At a macro level, this will impact not only the industry but also governments. On the one hand, there will be a surplus of low-skilled workers because parts of their jobs will get automated, and on the other there will be a significant gap between supply and demand of highly skilled workers. This will lead to wage increases for the skilled staff and desperation followed by redundancy for the low-skilled. For governments, this will be of concern due to its socio-political impact. This could lead to problems such as a spike in crime because of the direct correlation between unemployment and crime rates.
“Artificial intelligence and increasing automation will decimate middle class jobs, worsening inequality and risking significant political upheaval,” says Stephen Hawking. A US-based research firm predicts India’s IT services industry will lose 6.4 lakh “low-skilled” jobs to automation in the next five years. HfS Research says that by 2021, the IT industry worldwide will see a net decrease of 9 percent in headcount, or about 1.4 million jobs, with countries like the Philippines, the UK, and the US taking hits.
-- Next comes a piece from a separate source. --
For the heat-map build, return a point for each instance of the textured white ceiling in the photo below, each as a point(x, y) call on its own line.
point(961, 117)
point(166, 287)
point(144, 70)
In the outsourcing industry, based on how high up a company is in the value chain, over the next few years, anywhere between 10–40 percent of work is highly vulnerable to automation.
We currently saw several regressive steps in some developed economies, such as introduction of trade barriers and tightening of immigration rules. One of the reasons for this is to counter job losses due to cost arbitrage that happened over the last couple of decades. With the advent of automation and its increased penetration in the next decade, we will find one causal factor being replaced by another. And trade barriers or tighter immigration control will do little or nothing to prevent this trend.
What’s the best way to deal with automation? Accept it!
There is only one way out of this conundrum, and that is to have a public-private partnership that invests in skill development. Those countries and industries that do this well face lesser impact than those that don’t. Insufficient understanding of automation leads to limited usage, costing the organization time, money, and manpower. But businesses should look at the benefits of automation — ease of deployment, enterprise speed, and agility. Ultimately, they will need automation for its economic value, workforce advantages, quality and control improvements, and flexible execution.
As businesses implement automation, their focus will revolve around cost savings, efficiency, better regulatory compliance, and ease of management. As automation moves into all areas of businesses, it will help in re-assessing the staff’s true skill and work capacity. Corporations that have operated learning programs as an employee welfare lever will need to embrace the paradigm shift that this is not “nice” to do anymore, but “need” to do so!
Governments and corporations should work together to enhance learning programs to target specific skills and knowledge, as well as EQ and IQ factors. This is the only way to hedge the emerging risks that are upon us. CSR spends will need to be focused on skill development for the public – both corporations and the larger society will benefit from it as a critical component to driving demand and resultant job creation. Finally, within the organization, there is a need to adopt automation to benefit the workforce. This will reduce apprehensions and develop positive attitudes among staff and enable opening of minds.
After all, an open mind is a fertile mind!